California Penal Code Section 518 defines extortion as “the obtaining of property or other consideration from another, with his or her consent, or the obtaining of an official act of a public officer, induced by a wrongful use of force or fear, or under color of official right.”
Do something that meets that definition and you can land in prison for quite a few years, which raises interesting questions about what happened in the state Capitol last week.
Sponsors of three highly controversial ballot measures dropped them after backroom negotiations with legislators. As CALmatters.org political writer Laurel Rosenhall explained:
“The soda industry won a new law that places a 13-year ban on new soda taxes—a concession it extracted after qualifying a ballot initiative that would have raised the threshold for passing all local taxes.
“Tech companies breathed a sigh of relief with passage of a new law that expands some internet privacy safeguards but allows them to keep lobbying to change it—because they feared voters would approve a qualified ballot initiative that would have gone further, and been harder to undo in the future.
“Lead paint companies, accepting a promise from legislative leaders to continue negotiations, withdrew their initiative designed to get them out of hundreds of millions of dollars in liability that courts have slapped on them for knowingly selling a toxic product.”
Many legislators were clearly unhappy about being compelled to vote for substitute measures, especially the one barring new taxes on soft drinks, and some called it extortion.
It wasn’t extortion in the criminal sense, of course. But using leverage to gain something that otherwise would be unobtainable is not uncommon.
One example: Labor unions threatening to tie up construction projects with California Environmental Quality Act lawsuits unless developers agree to use unionized labor.
Another: Business firms threatening to shift jobs to another state or nation unless they are granted tax breaks or some other form of public subsidy.
What happened last week was possible because of a four-year-old law allowing sponsors of initiative measures to withdraw them after they had qualified for the ballot. Previously, once enough signatures for a measure were submitted, it had to be placed on the ballot.
The theory of the law is that it gives the Legislature opportunities to pass compromises that negate the need for expensive ballot-measure campaigns.

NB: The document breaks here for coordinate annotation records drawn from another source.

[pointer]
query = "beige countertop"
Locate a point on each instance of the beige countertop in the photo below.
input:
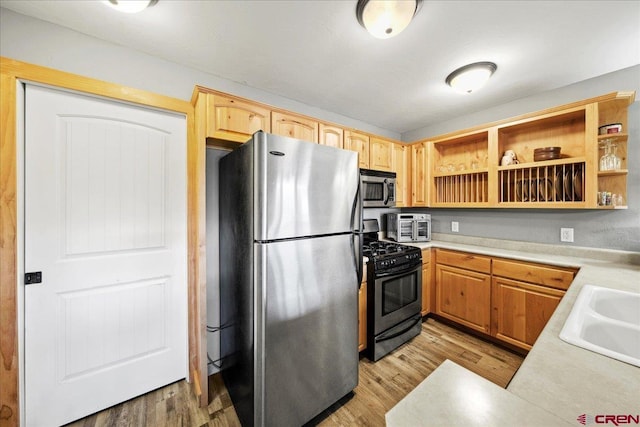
(565, 380)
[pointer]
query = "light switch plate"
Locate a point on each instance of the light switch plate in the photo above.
(566, 234)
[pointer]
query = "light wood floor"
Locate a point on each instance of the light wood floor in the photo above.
(381, 386)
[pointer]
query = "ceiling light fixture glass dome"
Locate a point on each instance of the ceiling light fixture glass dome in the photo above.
(471, 77)
(130, 6)
(386, 18)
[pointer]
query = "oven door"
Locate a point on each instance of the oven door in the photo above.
(397, 297)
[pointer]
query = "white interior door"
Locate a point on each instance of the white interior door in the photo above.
(105, 224)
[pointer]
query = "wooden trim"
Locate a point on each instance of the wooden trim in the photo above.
(197, 255)
(12, 71)
(9, 408)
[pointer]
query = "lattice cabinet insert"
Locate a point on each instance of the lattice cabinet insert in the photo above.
(459, 167)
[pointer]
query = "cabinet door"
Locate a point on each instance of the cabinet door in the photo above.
(358, 142)
(464, 296)
(332, 136)
(521, 310)
(294, 126)
(232, 119)
(362, 316)
(380, 154)
(400, 165)
(419, 174)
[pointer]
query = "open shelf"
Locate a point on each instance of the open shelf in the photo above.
(465, 167)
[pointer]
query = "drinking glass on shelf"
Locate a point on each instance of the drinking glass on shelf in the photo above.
(614, 159)
(605, 159)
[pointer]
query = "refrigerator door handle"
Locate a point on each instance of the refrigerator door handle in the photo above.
(356, 217)
(386, 193)
(356, 249)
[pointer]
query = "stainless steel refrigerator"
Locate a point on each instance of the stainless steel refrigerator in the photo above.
(289, 274)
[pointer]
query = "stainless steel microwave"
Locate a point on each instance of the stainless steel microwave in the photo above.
(378, 188)
(409, 227)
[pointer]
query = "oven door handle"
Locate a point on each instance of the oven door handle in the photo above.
(393, 333)
(410, 268)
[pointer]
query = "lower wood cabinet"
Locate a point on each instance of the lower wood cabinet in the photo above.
(426, 282)
(464, 296)
(521, 310)
(507, 299)
(524, 296)
(362, 316)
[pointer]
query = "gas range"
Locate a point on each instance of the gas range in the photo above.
(387, 257)
(394, 292)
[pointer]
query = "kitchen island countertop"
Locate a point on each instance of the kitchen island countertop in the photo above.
(565, 380)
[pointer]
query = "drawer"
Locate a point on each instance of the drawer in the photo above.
(464, 260)
(555, 277)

However, in practice it allows an interest group to propose something so onerous that it compels rival groups and their legislative allies to do whatever is necessary to block the ballot measure.

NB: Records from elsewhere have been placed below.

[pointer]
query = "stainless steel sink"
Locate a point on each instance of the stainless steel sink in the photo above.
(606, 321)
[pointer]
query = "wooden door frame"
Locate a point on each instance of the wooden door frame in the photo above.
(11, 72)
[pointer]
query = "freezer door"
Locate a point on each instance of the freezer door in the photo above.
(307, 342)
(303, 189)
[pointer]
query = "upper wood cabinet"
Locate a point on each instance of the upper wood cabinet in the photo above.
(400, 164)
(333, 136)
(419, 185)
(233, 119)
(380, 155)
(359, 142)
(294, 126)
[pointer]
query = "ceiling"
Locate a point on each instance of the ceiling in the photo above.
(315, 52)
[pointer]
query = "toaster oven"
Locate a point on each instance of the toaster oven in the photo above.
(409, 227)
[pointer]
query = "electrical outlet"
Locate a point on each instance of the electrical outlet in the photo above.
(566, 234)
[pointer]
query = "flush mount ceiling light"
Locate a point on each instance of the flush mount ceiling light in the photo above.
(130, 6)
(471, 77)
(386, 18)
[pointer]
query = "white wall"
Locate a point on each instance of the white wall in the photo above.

While blocking new soda taxes was the primary goal of one measure’s sponsors, it would have crippled the ability of local governments to pass any new taxes by requiring two-thirds approval by voters. Local officials, who have dozens of tax proposals pending this year—particularly sales taxes to cover cities’ rapidly rising pension costs—pressured the Legislature to do whatever necessary to get the measure off the ballot.
The Legislature itself created the mechanism for this genteel extortion, and it now sets a template for future issues. It’ll be especially useful to business interests as they confront a very liberal Legislature and Gavin Newsom, the likely next governor, who has laid out a very liberal agenda.
It once again validates an adage that when you change the rules of a game, you change the potential outcome, and that’s especially true of political game rules that purport to be reforms.